CM cropped medBritish energy policy: descending to a combination of pork barrel politics and desperation?

Catherine Mitchell, IGov Team, 10th May, 2013

About Catherine: http://geography.exeter.ac.uk/staff/index.php?web_id=Catherine_Mitchell

 

Given that everyone – householders through to businesses – use energy, and that its use is a major cause of climate change, energy policy has significant implications for everyone in society. It can be a force for good – providing jobs; making lives more comfortable as houses become more energy efficient (warmer and free of draughts); be a stimulator of innovation, skills and new economic growth; and enabling those individuals and communities who / which wish take some control over their energy lives to do so. But it can also be depressingly unhelpful to society. An All-But-Business-as-Usual (ABBAU) energy policy is a malign force for any country. By enabling the conventional energy system characteristics to continue, an ABBAU is putting off the time for when changes will have to occur; making it more expensive for individuals and society at that point; as well as strangling the innovation and economic growth that comes from an energy policy in step with the socio-economic-technical and political momentum of global energy development.
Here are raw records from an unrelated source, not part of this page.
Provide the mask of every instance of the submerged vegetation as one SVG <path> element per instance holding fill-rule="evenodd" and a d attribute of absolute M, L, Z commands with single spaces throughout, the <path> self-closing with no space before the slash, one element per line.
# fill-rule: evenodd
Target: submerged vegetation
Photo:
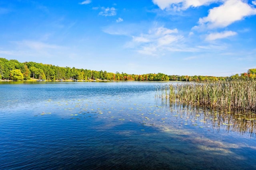
<path fill-rule="evenodd" d="M 15 81 L 43 79 L 46 81 L 118 80 L 118 81 L 179 81 L 185 82 L 214 82 L 229 81 L 234 79 L 256 78 L 256 69 L 247 73 L 230 77 L 215 77 L 195 75 L 168 75 L 158 73 L 141 75 L 126 73 L 115 73 L 106 71 L 91 70 L 87 69 L 60 67 L 33 62 L 20 63 L 16 60 L 8 60 L 0 58 L 0 80 Z"/>
<path fill-rule="evenodd" d="M 156 87 L 157 96 L 172 103 L 229 110 L 256 110 L 256 81 L 171 84 Z"/>

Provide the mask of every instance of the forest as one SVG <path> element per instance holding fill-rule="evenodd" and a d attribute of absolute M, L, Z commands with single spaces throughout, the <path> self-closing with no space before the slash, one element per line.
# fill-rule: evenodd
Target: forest
<path fill-rule="evenodd" d="M 186 82 L 228 81 L 237 79 L 256 78 L 256 69 L 228 77 L 177 75 L 158 73 L 141 75 L 108 72 L 84 68 L 56 66 L 34 62 L 20 63 L 16 60 L 0 58 L 0 80 L 22 81 L 43 80 L 54 81 L 182 81 Z"/>

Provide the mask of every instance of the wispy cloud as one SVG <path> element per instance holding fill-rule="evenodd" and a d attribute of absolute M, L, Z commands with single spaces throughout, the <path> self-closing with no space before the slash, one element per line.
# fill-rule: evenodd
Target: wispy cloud
<path fill-rule="evenodd" d="M 79 3 L 81 5 L 87 5 L 88 4 L 90 4 L 92 2 L 91 0 L 86 0 Z"/>
<path fill-rule="evenodd" d="M 15 43 L 20 46 L 36 50 L 47 49 L 57 49 L 61 48 L 61 47 L 58 45 L 30 40 L 23 40 L 21 41 L 15 42 Z"/>
<path fill-rule="evenodd" d="M 217 39 L 226 38 L 237 34 L 236 32 L 231 31 L 227 31 L 220 33 L 211 33 L 206 36 L 205 39 L 206 41 L 212 41 Z"/>
<path fill-rule="evenodd" d="M 99 15 L 103 16 L 114 16 L 116 15 L 116 9 L 114 7 L 106 8 L 104 7 L 101 8 L 102 11 L 99 13 Z"/>
<path fill-rule="evenodd" d="M 186 57 L 183 59 L 183 60 L 191 60 L 197 59 L 197 58 L 198 58 L 198 57 L 196 56 L 189 57 Z"/>
<path fill-rule="evenodd" d="M 0 55 L 14 55 L 16 53 L 12 51 L 0 50 Z"/>
<path fill-rule="evenodd" d="M 123 21 L 124 21 L 124 20 L 122 18 L 119 18 L 116 21 L 116 22 L 122 22 Z"/>
<path fill-rule="evenodd" d="M 186 10 L 190 7 L 208 5 L 212 3 L 222 2 L 225 0 L 153 0 L 153 2 L 162 10 L 179 11 Z"/>
<path fill-rule="evenodd" d="M 8 14 L 10 12 L 10 10 L 9 9 L 0 7 L 0 14 Z"/>
<path fill-rule="evenodd" d="M 170 29 L 163 27 L 153 28 L 147 33 L 132 36 L 132 40 L 128 43 L 128 47 L 134 48 L 141 54 L 157 55 L 164 51 L 176 48 L 175 43 L 183 38 L 178 33 L 177 29 Z"/>
<path fill-rule="evenodd" d="M 225 27 L 244 18 L 256 14 L 256 9 L 240 0 L 228 0 L 209 10 L 208 16 L 199 19 L 199 27 Z"/>

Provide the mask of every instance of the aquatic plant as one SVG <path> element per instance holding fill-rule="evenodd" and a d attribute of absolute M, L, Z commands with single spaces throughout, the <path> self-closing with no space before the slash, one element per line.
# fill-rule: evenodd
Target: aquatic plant
<path fill-rule="evenodd" d="M 170 102 L 229 110 L 256 111 L 256 81 L 170 84 L 156 86 L 156 96 Z"/>

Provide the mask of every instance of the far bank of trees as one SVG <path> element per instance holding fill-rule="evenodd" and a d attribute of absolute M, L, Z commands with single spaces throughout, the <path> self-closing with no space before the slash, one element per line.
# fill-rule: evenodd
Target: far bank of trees
<path fill-rule="evenodd" d="M 83 68 L 60 67 L 33 62 L 20 63 L 16 60 L 8 60 L 0 58 L 0 80 L 26 80 L 31 78 L 47 81 L 78 80 L 107 80 L 121 81 L 182 81 L 187 82 L 230 80 L 237 78 L 256 78 L 256 69 L 230 77 L 203 76 L 168 75 L 163 73 L 150 73 L 141 75 L 128 74 L 106 71 L 96 71 Z"/>

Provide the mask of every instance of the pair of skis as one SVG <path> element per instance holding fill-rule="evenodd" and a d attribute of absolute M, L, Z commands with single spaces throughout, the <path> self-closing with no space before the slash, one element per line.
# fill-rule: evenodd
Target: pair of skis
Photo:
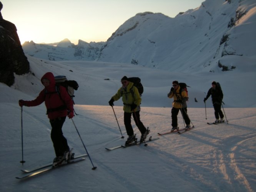
<path fill-rule="evenodd" d="M 207 124 L 208 124 L 208 125 L 213 125 L 213 125 L 218 125 L 218 124 L 220 124 L 221 123 L 226 123 L 226 122 L 227 123 L 228 123 L 227 122 L 212 122 L 212 123 L 207 122 Z"/>
<path fill-rule="evenodd" d="M 83 154 L 83 155 L 77 156 L 74 157 L 73 159 L 71 159 L 70 161 L 68 162 L 67 162 L 66 163 L 56 167 L 53 167 L 52 163 L 49 163 L 31 169 L 21 169 L 21 170 L 22 172 L 25 173 L 28 173 L 29 174 L 23 177 L 16 177 L 15 178 L 18 179 L 24 179 L 32 177 L 53 169 L 81 161 L 85 160 L 85 157 L 87 156 L 88 155 L 87 154 Z"/>
<path fill-rule="evenodd" d="M 131 144 L 130 145 L 121 145 L 120 146 L 116 146 L 116 147 L 111 147 L 111 148 L 105 148 L 108 151 L 112 151 L 114 149 L 118 149 L 120 148 L 126 148 L 128 147 L 130 147 L 131 146 L 133 146 L 135 145 L 140 145 L 140 144 L 142 144 L 143 143 L 146 143 L 148 142 L 149 142 L 150 141 L 154 141 L 156 140 L 156 139 L 159 139 L 159 137 L 156 137 L 156 138 L 152 138 L 152 136 L 150 136 L 149 138 L 148 138 L 148 140 L 146 140 L 144 141 L 143 142 L 140 142 L 140 141 L 136 141 L 132 144 Z M 146 145 L 145 146 L 146 146 L 146 144 L 145 144 Z"/>
<path fill-rule="evenodd" d="M 163 133 L 158 133 L 157 134 L 159 135 L 166 135 L 167 134 L 170 134 L 170 133 L 173 133 L 175 132 L 178 132 L 179 134 L 182 134 L 183 133 L 185 133 L 185 132 L 186 132 L 187 131 L 188 131 L 191 129 L 192 129 L 194 127 L 194 126 L 193 126 L 192 127 L 191 127 L 190 128 L 188 129 L 185 129 L 185 128 L 182 129 L 176 129 L 173 131 L 167 131 L 166 132 L 163 132 Z"/>

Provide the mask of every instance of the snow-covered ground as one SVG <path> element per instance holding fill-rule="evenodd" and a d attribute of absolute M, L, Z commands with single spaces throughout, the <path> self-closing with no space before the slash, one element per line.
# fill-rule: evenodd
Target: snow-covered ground
<path fill-rule="evenodd" d="M 242 78 L 247 76 L 247 79 L 255 82 L 255 76 L 238 72 L 241 77 L 238 78 L 234 77 L 234 72 L 181 74 L 121 63 L 28 59 L 35 76 L 17 76 L 12 88 L 0 84 L 1 191 L 256 190 L 256 109 L 246 108 L 255 106 L 255 90 L 246 91 L 250 85 Z M 93 165 L 86 157 L 85 161 L 19 180 L 15 177 L 25 174 L 20 169 L 44 164 L 54 157 L 44 104 L 23 107 L 26 162 L 23 165 L 20 162 L 21 112 L 18 101 L 33 99 L 43 88 L 41 77 L 48 71 L 55 75 L 66 74 L 79 84 L 75 98 L 75 109 L 78 115 L 73 119 L 97 168 L 92 170 Z M 141 78 L 145 88 L 141 121 L 149 127 L 150 136 L 160 139 L 148 143 L 146 147 L 141 144 L 108 151 L 105 147 L 123 144 L 127 139 L 121 103 L 115 102 L 114 109 L 125 136 L 123 139 L 108 103 L 121 86 L 120 79 L 125 75 Z M 110 80 L 104 80 L 107 78 Z M 189 88 L 188 114 L 195 128 L 181 135 L 159 136 L 158 132 L 171 128 L 172 99 L 167 98 L 167 93 L 174 80 L 185 82 L 191 87 Z M 206 124 L 214 120 L 213 109 L 209 99 L 206 117 L 203 99 L 213 80 L 222 85 L 228 124 Z M 237 87 L 240 91 L 235 90 Z M 244 94 L 246 91 L 248 94 Z M 139 137 L 138 130 L 132 122 Z M 178 122 L 180 127 L 184 126 L 180 114 Z M 71 120 L 66 120 L 63 130 L 75 154 L 86 153 Z"/>

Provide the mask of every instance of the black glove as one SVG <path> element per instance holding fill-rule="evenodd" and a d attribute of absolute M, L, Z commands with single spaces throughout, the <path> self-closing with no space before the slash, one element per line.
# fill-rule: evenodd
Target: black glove
<path fill-rule="evenodd" d="M 108 101 L 108 103 L 109 104 L 109 105 L 113 107 L 114 106 L 114 99 L 111 98 L 109 101 Z"/>
<path fill-rule="evenodd" d="M 26 106 L 26 101 L 25 101 L 22 100 L 22 99 L 20 99 L 19 100 L 19 105 L 20 107 L 22 107 L 23 105 L 25 105 Z"/>
<path fill-rule="evenodd" d="M 134 103 L 133 103 L 131 105 L 131 111 L 133 111 L 136 107 L 137 106 Z"/>

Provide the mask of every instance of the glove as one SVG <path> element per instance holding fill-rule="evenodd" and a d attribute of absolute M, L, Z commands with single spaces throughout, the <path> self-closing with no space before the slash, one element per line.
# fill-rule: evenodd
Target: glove
<path fill-rule="evenodd" d="M 131 105 L 131 111 L 133 111 L 136 107 L 137 106 L 134 103 L 133 103 Z"/>
<path fill-rule="evenodd" d="M 110 101 L 108 101 L 108 103 L 109 104 L 109 105 L 113 107 L 114 106 L 114 99 L 111 98 Z"/>
<path fill-rule="evenodd" d="M 19 100 L 19 105 L 20 107 L 22 107 L 23 105 L 25 105 L 26 106 L 26 101 L 25 101 L 22 100 L 22 99 L 20 99 Z"/>
<path fill-rule="evenodd" d="M 74 117 L 74 111 L 69 111 L 68 113 L 68 117 L 70 119 L 72 119 Z"/>

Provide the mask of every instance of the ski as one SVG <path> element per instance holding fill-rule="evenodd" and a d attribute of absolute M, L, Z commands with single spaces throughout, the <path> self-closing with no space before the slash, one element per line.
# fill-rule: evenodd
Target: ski
<path fill-rule="evenodd" d="M 148 140 L 147 141 L 143 141 L 143 142 L 140 142 L 140 141 L 137 141 L 136 142 L 135 142 L 134 143 L 133 143 L 130 145 L 122 145 L 121 146 L 123 148 L 126 148 L 128 147 L 130 147 L 131 146 L 133 146 L 135 145 L 140 145 L 140 144 L 142 144 L 144 143 L 146 143 L 147 142 L 149 142 L 150 141 L 154 141 L 154 140 L 156 140 L 156 139 L 159 139 L 159 137 L 156 137 L 156 138 L 152 138 L 152 136 L 150 136 L 148 139 Z M 146 145 L 145 146 L 146 146 L 147 145 L 147 144 L 145 144 Z"/>
<path fill-rule="evenodd" d="M 163 133 L 157 133 L 157 134 L 159 135 L 166 135 L 166 134 L 169 134 L 170 133 L 172 133 L 173 132 L 178 132 L 178 131 L 183 131 L 185 130 L 185 129 L 179 129 L 179 130 L 177 130 L 176 129 L 173 131 L 167 131 L 166 132 L 165 132 Z"/>
<path fill-rule="evenodd" d="M 73 159 L 71 159 L 71 160 L 72 161 L 73 159 L 76 159 L 80 157 L 86 157 L 87 156 L 87 155 L 88 155 L 87 154 L 83 154 L 82 155 L 81 155 L 79 156 L 75 157 L 74 157 Z M 22 172 L 24 172 L 24 173 L 31 173 L 31 172 L 34 172 L 37 170 L 39 170 L 39 169 L 42 169 L 48 167 L 51 167 L 52 166 L 52 163 L 50 163 L 48 164 L 46 164 L 45 165 L 42 166 L 40 167 L 38 167 L 34 168 L 32 169 L 21 169 L 20 170 L 21 170 Z"/>
<path fill-rule="evenodd" d="M 191 127 L 189 129 L 188 129 L 186 130 L 184 129 L 184 130 L 183 131 L 181 131 L 181 132 L 178 131 L 178 133 L 179 134 L 182 134 L 183 133 L 184 133 L 185 132 L 186 132 L 187 131 L 190 131 L 191 129 L 193 129 L 194 127 L 194 126 L 193 126 L 193 127 Z"/>
<path fill-rule="evenodd" d="M 211 123 L 209 123 L 209 122 L 207 122 L 207 124 L 208 125 L 218 125 L 218 124 L 220 124 L 221 123 L 226 123 L 226 122 L 213 122 Z"/>
<path fill-rule="evenodd" d="M 73 163 L 81 161 L 82 161 L 84 160 L 85 159 L 85 158 L 83 157 L 81 157 L 80 158 L 77 158 L 75 159 L 72 160 L 70 162 L 67 162 L 67 163 L 66 163 L 65 164 L 63 164 L 62 165 L 57 166 L 56 167 L 50 167 L 47 168 L 42 170 L 38 170 L 38 171 L 37 171 L 36 172 L 33 172 L 28 175 L 25 175 L 23 177 L 16 177 L 15 178 L 16 179 L 27 179 L 28 178 L 32 177 L 34 177 L 34 176 L 35 175 L 39 175 L 39 174 L 41 174 L 42 173 L 47 172 L 52 169 L 54 169 L 56 168 L 58 168 L 59 167 L 63 167 L 63 166 L 65 166 L 68 165 L 70 165 L 70 164 L 73 164 Z"/>
<path fill-rule="evenodd" d="M 156 139 L 159 139 L 159 137 L 156 137 L 156 138 L 152 138 L 152 136 L 150 136 L 149 137 L 149 139 L 148 140 L 146 140 L 146 141 L 145 141 L 145 142 L 148 142 L 149 141 L 154 141 L 154 140 L 156 140 Z M 135 142 L 134 143 L 133 143 L 132 144 L 131 144 L 131 145 L 128 145 L 128 146 L 125 146 L 125 145 L 120 145 L 120 146 L 117 146 L 116 147 L 111 147 L 111 148 L 105 148 L 105 149 L 106 149 L 107 150 L 108 150 L 108 151 L 112 151 L 112 150 L 113 150 L 114 149 L 118 149 L 119 148 L 122 148 L 122 147 L 125 148 L 125 147 L 130 147 L 131 146 L 133 146 L 134 145 L 138 145 L 138 144 L 141 144 L 142 143 L 144 143 L 144 142 L 142 142 L 141 143 L 140 141 L 137 141 L 137 142 Z"/>

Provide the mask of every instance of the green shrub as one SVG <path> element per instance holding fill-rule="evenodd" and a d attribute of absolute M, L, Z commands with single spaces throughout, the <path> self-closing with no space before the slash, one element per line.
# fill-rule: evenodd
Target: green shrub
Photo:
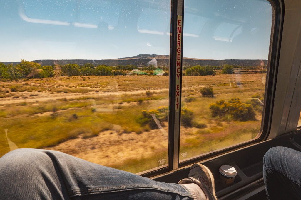
<path fill-rule="evenodd" d="M 149 127 L 151 129 L 156 129 L 158 128 L 158 126 L 151 115 L 154 114 L 158 120 L 161 122 L 166 121 L 168 118 L 169 107 L 160 106 L 157 109 L 151 109 L 147 111 L 142 111 L 142 115 L 138 116 L 136 119 L 136 122 L 140 124 L 141 127 Z"/>
<path fill-rule="evenodd" d="M 202 95 L 206 97 L 213 97 L 214 96 L 213 88 L 210 87 L 206 87 L 201 88 L 201 93 Z"/>
<path fill-rule="evenodd" d="M 231 116 L 234 120 L 240 121 L 254 120 L 255 114 L 250 104 L 244 103 L 239 98 L 232 98 L 228 103 L 224 100 L 209 105 L 213 117 L 223 117 L 226 115 Z"/>
<path fill-rule="evenodd" d="M 192 110 L 185 108 L 181 111 L 181 125 L 184 127 L 192 126 L 192 120 L 194 118 L 193 112 Z"/>
<path fill-rule="evenodd" d="M 197 65 L 186 69 L 186 76 L 208 76 L 215 75 L 215 72 L 210 65 L 200 66 Z"/>
<path fill-rule="evenodd" d="M 252 106 L 253 108 L 255 110 L 259 112 L 262 112 L 263 105 L 260 103 L 260 101 L 257 99 L 259 99 L 261 102 L 263 102 L 263 97 L 264 93 L 263 93 L 261 95 L 256 93 L 252 96 L 252 98 L 254 98 L 251 100 L 247 102 Z"/>
<path fill-rule="evenodd" d="M 113 74 L 112 68 L 103 65 L 97 66 L 95 72 L 96 76 L 111 76 Z"/>
<path fill-rule="evenodd" d="M 115 70 L 113 72 L 113 75 L 114 76 L 122 76 L 126 74 L 125 73 L 123 73 L 121 71 L 119 70 Z"/>
<path fill-rule="evenodd" d="M 222 74 L 232 74 L 234 73 L 234 70 L 233 66 L 228 64 L 225 64 L 224 66 L 224 68 L 222 71 Z"/>

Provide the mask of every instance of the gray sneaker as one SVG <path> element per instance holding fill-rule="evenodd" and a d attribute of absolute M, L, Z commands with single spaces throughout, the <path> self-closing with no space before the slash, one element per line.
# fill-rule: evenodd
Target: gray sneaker
<path fill-rule="evenodd" d="M 198 163 L 194 164 L 190 168 L 188 177 L 189 178 L 182 179 L 178 184 L 183 185 L 195 183 L 201 188 L 208 199 L 217 200 L 214 178 L 207 167 Z"/>

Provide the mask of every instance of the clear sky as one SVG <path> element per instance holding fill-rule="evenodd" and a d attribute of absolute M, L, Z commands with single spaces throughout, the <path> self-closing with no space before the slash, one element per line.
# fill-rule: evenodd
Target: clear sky
<path fill-rule="evenodd" d="M 0 61 L 169 55 L 170 3 L 0 0 Z M 264 1 L 185 0 L 183 56 L 267 59 L 272 10 Z"/>

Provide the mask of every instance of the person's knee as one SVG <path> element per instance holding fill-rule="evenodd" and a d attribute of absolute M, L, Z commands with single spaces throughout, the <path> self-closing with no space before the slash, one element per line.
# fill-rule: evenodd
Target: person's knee
<path fill-rule="evenodd" d="M 0 158 L 1 168 L 13 167 L 20 170 L 25 166 L 34 168 L 37 162 L 45 160 L 47 157 L 42 150 L 34 149 L 16 149 Z"/>
<path fill-rule="evenodd" d="M 277 162 L 281 160 L 282 154 L 281 152 L 287 148 L 284 147 L 272 147 L 267 151 L 263 157 L 263 165 L 266 168 L 269 168 L 273 163 Z"/>

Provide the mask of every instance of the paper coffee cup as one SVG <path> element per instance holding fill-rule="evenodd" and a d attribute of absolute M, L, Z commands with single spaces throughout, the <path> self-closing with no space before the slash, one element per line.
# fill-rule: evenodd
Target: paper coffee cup
<path fill-rule="evenodd" d="M 234 167 L 230 165 L 223 165 L 219 168 L 219 171 L 220 182 L 222 186 L 227 187 L 233 184 L 237 175 Z"/>

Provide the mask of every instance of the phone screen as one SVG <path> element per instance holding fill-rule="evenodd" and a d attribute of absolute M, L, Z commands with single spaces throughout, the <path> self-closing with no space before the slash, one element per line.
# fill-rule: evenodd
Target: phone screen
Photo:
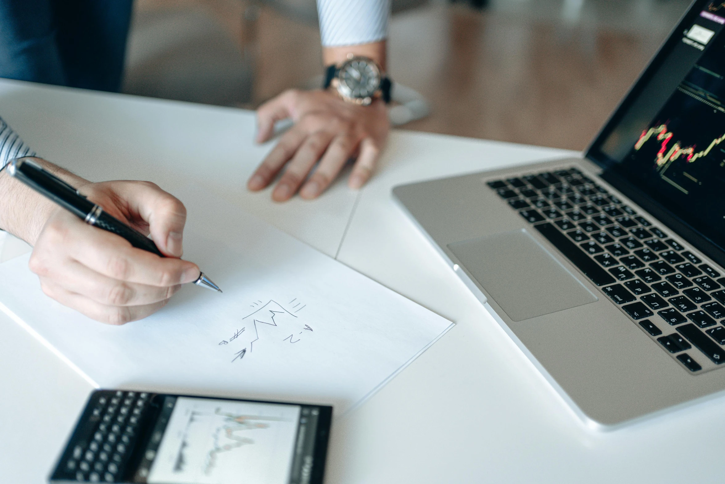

However, the rapid technological changes which are occurring within the global energy system are becoming so great that the British Government insistence on being an ABBAU energy outlier is becoming increasingly difficult to explain away by any rationale, particularly economics. These rapid technological advances are related not just to integration of the energy system but also to integration of the energy, waste, water and food sectors. This is not exactly a decentralised system in that there are large waste or energy plants involved. But its essential characteristic is its resilience based on multiple, interconnected, flexible units and ‘smart’ communication technology, and much of that is decentralised.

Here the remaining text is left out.